Take the struggle for our daily bread off the historic agenda. Socialism is the only serious answer to the human crisis we face economically, socially, culturally and politically. This socialist system is the only one calculated to take one of the great tragedies of life, the struggle for daily survival in a world that we did not create, and replace it with more co-operative human endeavors.

Build a workers party that fights for a workers government to unite all the oppressed. None of the nice things mentioned above can be accomplished without as serious struggle for political power. We need to struggle for an independent working-class-centered political party that we can call our own and where our leaders act as “tribunes of the people” not hacks. The creation of that workers party, however, will get us nowhere unless it fights for a workers government to begin the transition to the next level of human progress on a world-wide scale.

Emblazon on our red banner-Labor and the oppressed must rule!

Guest Commentary from the IWW (Industrial Workers Of The World, Wobblies) website http://www.iww.org/en/culture/official/preamble.shtml


Preamble to the IWW Constitution (1905)

Posted Sun, 05/01/2005 - 8:34am by IWW.org Editor

The working class and the employing class have nothing in common. There can be no peace so long as hunger and want are found among millions of the working people and the few, who make up the employing class, have all the good things of life.

Between these two classes a struggle must go on until the workers of the world organize as a class, take possession of the means of production, abolish the wage system, and live in harmony with the Earth.
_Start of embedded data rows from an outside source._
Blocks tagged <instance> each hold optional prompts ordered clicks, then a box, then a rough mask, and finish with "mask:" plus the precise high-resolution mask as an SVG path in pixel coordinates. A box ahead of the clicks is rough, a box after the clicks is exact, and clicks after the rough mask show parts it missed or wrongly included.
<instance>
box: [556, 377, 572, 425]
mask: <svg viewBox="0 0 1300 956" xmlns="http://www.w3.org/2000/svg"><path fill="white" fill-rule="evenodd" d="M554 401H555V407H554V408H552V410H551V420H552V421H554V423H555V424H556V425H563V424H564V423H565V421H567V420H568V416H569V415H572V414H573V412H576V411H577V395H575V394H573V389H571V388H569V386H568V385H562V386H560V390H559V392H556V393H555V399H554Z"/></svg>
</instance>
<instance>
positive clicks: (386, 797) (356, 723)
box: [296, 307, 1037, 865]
We find that the centering of the management of industries into fewer and fewer hands makes the trade unions unable to cope with the ever growing power of the employing class. The trade unions foster a state of affairs which allows one set of workers to be pitted against another set of workers in the same industry, thereby helping defeat one another in wage wars. Moreover, the trade unions aid the employing class to mislead the workers into the belief that the working class have interests in common with their employers.

These conditions can be changed and the interest of the working class upheld only by an organization formed in such a way that all its members in any one industry, or in all industries if necessary, cease work whenever a strike or lockout is on in any department thereof, thus making an injury to one an injury to all.

Instead of the conservative motto, "A fair day's wage for a fair day's work," we must inscribe on our banner the revolutionary watchword, "Abolition of the wage system."

It is the historic mission of the working class to do away with capitalism. The army of production must be organized, not only for everyday struggle with capitalists, but also to carry on production when capitalism shall have been overthrown. By organizing industrially we are forming the structure of the new society within the shell of the old.